Charlie radioed the Knights, ordering them into formation. "Let's go home, gang!" Only three of the planes appeared to be relatively undamaged; the rest - including hers - sputtered, smoked, pitched and yawed, as the pilots fought to keep their shot-up fighters aloft. Charlie and Gardner nosed down for a landing. In the distance, she saw the flashing lights of local law enforcement and realized that someone - Norm? - must have called for ground-based back-up. She wanted really wanted to "chat" with the downed pirate pilot, but first she had to see to her squadron.

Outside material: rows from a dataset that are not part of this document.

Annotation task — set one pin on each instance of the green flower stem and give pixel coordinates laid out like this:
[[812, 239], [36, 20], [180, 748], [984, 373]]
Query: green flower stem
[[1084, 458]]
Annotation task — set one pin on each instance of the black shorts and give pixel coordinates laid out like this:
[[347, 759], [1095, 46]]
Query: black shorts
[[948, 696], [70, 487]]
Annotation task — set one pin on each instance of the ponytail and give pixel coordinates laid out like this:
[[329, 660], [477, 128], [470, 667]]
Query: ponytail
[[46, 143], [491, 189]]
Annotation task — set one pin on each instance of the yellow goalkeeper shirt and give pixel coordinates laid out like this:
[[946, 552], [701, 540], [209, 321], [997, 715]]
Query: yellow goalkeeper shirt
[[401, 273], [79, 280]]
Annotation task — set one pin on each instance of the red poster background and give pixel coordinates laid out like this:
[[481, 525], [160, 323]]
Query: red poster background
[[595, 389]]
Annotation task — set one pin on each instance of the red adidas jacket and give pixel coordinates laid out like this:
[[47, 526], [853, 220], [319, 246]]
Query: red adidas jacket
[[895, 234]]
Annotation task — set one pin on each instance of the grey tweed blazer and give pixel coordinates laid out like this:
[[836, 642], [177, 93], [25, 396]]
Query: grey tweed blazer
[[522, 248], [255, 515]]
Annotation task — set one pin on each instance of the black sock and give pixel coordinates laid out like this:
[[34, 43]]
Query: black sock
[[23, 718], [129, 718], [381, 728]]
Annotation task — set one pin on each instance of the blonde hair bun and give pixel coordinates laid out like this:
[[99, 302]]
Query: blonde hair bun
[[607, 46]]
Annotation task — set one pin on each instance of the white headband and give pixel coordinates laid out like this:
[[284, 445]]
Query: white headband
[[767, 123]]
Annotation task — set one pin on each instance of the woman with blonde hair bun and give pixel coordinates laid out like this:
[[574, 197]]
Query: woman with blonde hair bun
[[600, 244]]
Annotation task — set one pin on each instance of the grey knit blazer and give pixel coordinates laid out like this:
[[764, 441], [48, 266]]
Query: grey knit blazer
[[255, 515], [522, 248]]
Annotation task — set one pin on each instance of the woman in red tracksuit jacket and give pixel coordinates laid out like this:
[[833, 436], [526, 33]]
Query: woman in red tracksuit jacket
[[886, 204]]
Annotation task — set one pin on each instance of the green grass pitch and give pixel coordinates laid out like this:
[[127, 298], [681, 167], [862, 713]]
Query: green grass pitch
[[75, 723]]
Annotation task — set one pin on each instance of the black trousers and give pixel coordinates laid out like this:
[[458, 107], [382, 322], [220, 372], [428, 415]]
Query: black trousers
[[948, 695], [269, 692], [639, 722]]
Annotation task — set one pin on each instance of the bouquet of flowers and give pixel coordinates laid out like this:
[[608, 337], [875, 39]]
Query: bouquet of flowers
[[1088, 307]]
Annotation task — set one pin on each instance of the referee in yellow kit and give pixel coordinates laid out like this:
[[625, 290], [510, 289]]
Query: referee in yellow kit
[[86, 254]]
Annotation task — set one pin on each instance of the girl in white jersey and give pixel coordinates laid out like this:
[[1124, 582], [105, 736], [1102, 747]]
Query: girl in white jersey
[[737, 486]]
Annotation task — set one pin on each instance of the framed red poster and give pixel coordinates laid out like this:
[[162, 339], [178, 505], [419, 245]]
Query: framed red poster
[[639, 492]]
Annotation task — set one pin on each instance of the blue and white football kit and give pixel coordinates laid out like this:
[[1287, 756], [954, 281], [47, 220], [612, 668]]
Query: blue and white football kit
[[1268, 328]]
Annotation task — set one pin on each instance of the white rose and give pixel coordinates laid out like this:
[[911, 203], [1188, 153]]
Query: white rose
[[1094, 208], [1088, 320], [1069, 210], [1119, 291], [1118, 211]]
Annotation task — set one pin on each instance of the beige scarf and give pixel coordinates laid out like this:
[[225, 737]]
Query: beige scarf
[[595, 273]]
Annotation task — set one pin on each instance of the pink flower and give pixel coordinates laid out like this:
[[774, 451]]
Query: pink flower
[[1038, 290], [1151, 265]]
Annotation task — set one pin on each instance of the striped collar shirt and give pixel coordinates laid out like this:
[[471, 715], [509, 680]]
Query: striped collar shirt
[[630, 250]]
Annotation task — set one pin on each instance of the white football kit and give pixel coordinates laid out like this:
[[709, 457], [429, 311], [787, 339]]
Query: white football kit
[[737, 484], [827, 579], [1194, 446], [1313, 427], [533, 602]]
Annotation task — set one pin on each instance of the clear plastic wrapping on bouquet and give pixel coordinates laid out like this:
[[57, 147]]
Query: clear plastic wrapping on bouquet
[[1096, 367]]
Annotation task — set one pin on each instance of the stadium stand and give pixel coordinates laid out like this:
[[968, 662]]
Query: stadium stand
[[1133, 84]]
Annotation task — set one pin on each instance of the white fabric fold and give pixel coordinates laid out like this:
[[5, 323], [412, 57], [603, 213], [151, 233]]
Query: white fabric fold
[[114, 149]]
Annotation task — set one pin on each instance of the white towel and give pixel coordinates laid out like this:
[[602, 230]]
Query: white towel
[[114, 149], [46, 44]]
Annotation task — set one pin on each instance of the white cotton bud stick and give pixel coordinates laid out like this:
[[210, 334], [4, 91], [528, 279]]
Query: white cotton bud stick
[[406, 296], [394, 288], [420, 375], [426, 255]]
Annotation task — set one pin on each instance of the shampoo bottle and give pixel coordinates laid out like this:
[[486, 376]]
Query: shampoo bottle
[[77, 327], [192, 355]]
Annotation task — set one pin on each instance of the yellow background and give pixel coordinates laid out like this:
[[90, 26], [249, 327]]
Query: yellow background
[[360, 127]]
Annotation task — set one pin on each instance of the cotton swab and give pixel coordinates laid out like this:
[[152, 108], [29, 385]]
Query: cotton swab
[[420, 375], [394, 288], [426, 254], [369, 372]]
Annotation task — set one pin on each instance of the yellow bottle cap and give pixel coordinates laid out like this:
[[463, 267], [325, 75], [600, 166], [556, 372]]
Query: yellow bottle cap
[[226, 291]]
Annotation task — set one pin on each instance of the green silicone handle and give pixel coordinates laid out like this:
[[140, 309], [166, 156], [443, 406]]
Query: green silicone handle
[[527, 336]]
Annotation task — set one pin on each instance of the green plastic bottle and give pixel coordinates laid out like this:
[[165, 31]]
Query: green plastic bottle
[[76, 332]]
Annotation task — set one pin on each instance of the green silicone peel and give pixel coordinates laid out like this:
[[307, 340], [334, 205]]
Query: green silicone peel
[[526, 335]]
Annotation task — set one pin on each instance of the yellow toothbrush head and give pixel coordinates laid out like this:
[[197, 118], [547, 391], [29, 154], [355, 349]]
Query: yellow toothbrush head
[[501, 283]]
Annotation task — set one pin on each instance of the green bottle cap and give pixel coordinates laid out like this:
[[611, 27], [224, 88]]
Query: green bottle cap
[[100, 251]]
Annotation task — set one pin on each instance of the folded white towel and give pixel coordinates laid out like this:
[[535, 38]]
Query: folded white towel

Charlie threw open the cockpit canopy and practically leapt from her plane. Mechanics - soot-streaked and haggard - sprayed fire extinguishers at her portside engine. The once-pristine paint job was now marred with bullet holes, fire damage and streaks of grease and oil.

"Damn," she whispered.

A sorry sight greeted her on the Burbank landing strip. Most of the militia planes were in flames. Black smoke filled the sky and the air reeked with the acrid smell of burning aviation fuel and melting rubber. One of the hangers was ablaze and a few of the men were trying to put it out before it spread; the planes inside were a total loss. The control tower was pitted from cannon fire, and it looked like a large bomb had made a total wreck out of the machine shop. Surveying the devastation, Charlie braced herself for the possibility of casualties.

Norm had gathered the Knights into a small office. They were a pretty bedraggled lot, but amazingly, no one had been killed. In fact, they were positively buoyant. Once Charlie assured herself that everyone was unhurt, her anger took over.

"Well, I'm glad that none of you jerks died out there."

Gruner piped up, "Thanks for the sentiment, Charlie."

"Look, you idiots! You're damn lucky you didn't die up there! They took us apart like amateurs! When you signed on, you were full of determination, you had a goal, and you worked hard. A couple of victories and a lot of champagne later, what have you become? Better pilots?" She slammed her fist into the wall in frustration, making everyone present jump. "No. You've fallen for all the Tinseltown hype. You all think you're in some Errol Flynn movie! Well, you're not! This is the real thing. If you get shot down, you're down for good."

"Charlie," Jolson said, "we're all pretty tired of you treating us like Boy Scouts on a wilderness survival march. We know the risks and just because we have a taste for life's finer things doesn't mean that we aren't as devoted to the 'cause' as you are. So let up on the throttle already. We're fine, we're safe, the pirates are gone, and we've even gotten ourselves a prize." The squad members all grinned at her expectantly.

Charlie clenched her fists tightly at her sides, fighting back the anger that threatened to consume her. Sure, they had a downed pirate, but at what cost? The militia forces were a wreck, as was the new landing field. Virtually every Knight plane was in need of repair, and they had barely escaped death. Silently, she spun on her heel and walked away, shaking her head in disgust.

She'd be damned if she'd let Loyle Crawford - or anyone else - call the Hollywood Knights "has-beens."